Bisnis.com, JAKARTA – Kementerian Lingkungan Hidup dan Kehutanan tengah mencari terobosan regulasi yang memungkinkan ekosistem gambut fungsi lindung dalam konsesi hutan tanaman industri dapat menjadi obyek bisnis berbasis perdagangan karbon.
Direktur Jenderal Pengelolaan Hutan Produksi Lestari KLHK Ida Bagus Putera Parthama menegaskan pemerintah tidak akan mengeluarkan gambut fungsi lindung dari areal kerja perusahaan hutan tanaman industri (HTI). Malahan, pemegang konsesi diwajibkan untuk menjaga dan memulihkan gambut agar sesuai dengan fungsinya.
“Areal yang tadinya memang sudah menjadi beban, dengan adanya kewajiban unit manajemen untuk menjaganya, jadi penuh beban lagi memang,” katanya dalam acara Diskusi Implementasi Pencegahan Perubahan Iklim Usaha Sektor Kehutanan di Jakarta, Rabu (1/3/2017).
KLHK, tambah Putera, ingin membalikkan anggapan tersebut.
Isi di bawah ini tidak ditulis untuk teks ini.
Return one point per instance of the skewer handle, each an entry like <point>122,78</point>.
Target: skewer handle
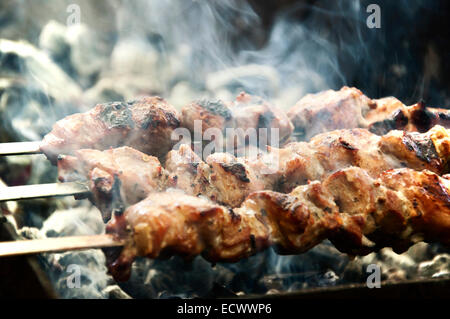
<point>42,191</point>
<point>36,246</point>
<point>20,148</point>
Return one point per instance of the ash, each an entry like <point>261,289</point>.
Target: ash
<point>185,51</point>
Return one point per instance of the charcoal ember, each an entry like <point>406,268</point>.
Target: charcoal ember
<point>114,292</point>
<point>183,93</point>
<point>439,266</point>
<point>393,266</point>
<point>298,281</point>
<point>394,274</point>
<point>81,274</point>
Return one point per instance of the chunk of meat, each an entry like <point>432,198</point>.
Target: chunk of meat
<point>117,177</point>
<point>358,213</point>
<point>330,110</point>
<point>349,108</point>
<point>247,115</point>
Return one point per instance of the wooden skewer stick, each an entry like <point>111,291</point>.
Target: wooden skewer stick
<point>36,246</point>
<point>20,148</point>
<point>42,191</point>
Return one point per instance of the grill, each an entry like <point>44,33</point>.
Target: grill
<point>142,49</point>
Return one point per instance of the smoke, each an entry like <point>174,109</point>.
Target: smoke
<point>185,50</point>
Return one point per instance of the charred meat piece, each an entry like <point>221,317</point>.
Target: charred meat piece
<point>329,152</point>
<point>350,108</point>
<point>117,177</point>
<point>144,124</point>
<point>182,166</point>
<point>175,223</point>
<point>329,110</point>
<point>228,180</point>
<point>358,213</point>
<point>392,114</point>
<point>223,178</point>
<point>246,112</point>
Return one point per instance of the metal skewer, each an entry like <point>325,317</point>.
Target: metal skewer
<point>36,246</point>
<point>43,191</point>
<point>20,148</point>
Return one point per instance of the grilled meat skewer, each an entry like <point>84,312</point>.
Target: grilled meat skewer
<point>122,177</point>
<point>245,112</point>
<point>145,124</point>
<point>358,213</point>
<point>350,108</point>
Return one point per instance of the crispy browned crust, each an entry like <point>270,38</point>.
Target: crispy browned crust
<point>329,152</point>
<point>175,223</point>
<point>144,124</point>
<point>245,112</point>
<point>329,110</point>
<point>350,108</point>
<point>117,177</point>
<point>228,180</point>
<point>358,213</point>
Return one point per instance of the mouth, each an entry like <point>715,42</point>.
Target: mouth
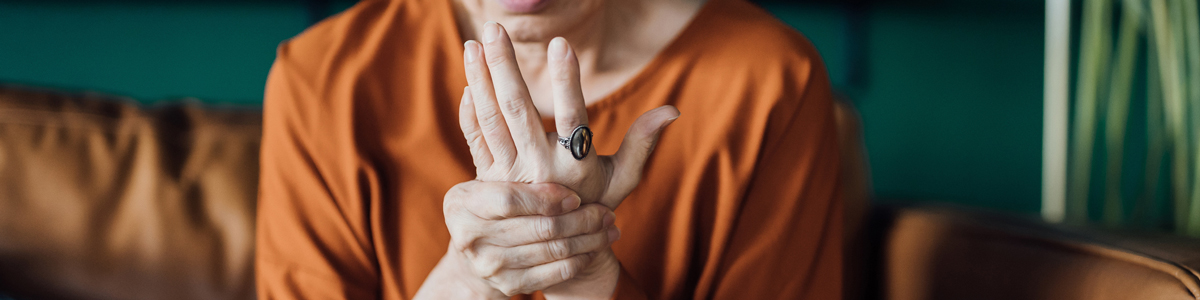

Zona lindung, misalnya, dapat menjadi obyek bisnis sampingan bagi pemegang konsesi. Apalagi, ekosistem gambut, termasuk yang berfungsi lindung, memang boleh untuk dimanfaatkan.
Semenjak 2012, misalnya, pemerintah merilis izin restorasi ekosistem yang model bisnisnya berbasis perdagangan karbon. Namun, menurut Putera, regulasi belum memungkinkan dua jenis izin diberikan dalam satu areal kerja yang sama.
“Bagaimana gambut yang menjadi fungsi lindung di HTI itu dijadikan sub-area yang arahnya semacam restorasi ekosistem. Kami akan garap supaya ini bisa legal,” ujarnya.
Menanggapi hal ini, Direktur Eksekutif Asosiasi Pengusaha Hutan Indonesia (APHI) Purwadi Soeprihanto berpendapat regulasi saat ini sudah memungkinkan adanya variasi bisnis dalam satu konsesi. “Bukan lewat izin tambahan, tetapi pemanfaatannya itu kira-kira silvikultur multisistem,” katanya di acara yang sama.
Purwadi menyebutkan UU No. 41/1999 tentang Kehutanan dan peraturan pemerintah turunannya membolehkan pemanfaatan bisnis jasa lingkungan, jasa wisata, dan perdagangan karbon. Sayangnya, dia menilai mekanisme Nationally Determined Contribution (NDC) menutup peluang bagi pelaku usaha restorasi ekosistem untuk mendapat fasilitas transaksi karbon yang bersifat sukarela.
Sementara itu, Fungsionaris APHI Priatna mendambakan mekanisme perdagangan karbon ini bisa segera terlaksana. Saat ini, pelaku usaha restorasi ekosistem hanya mengandalkan bantuan pendanaan dari luar negeri.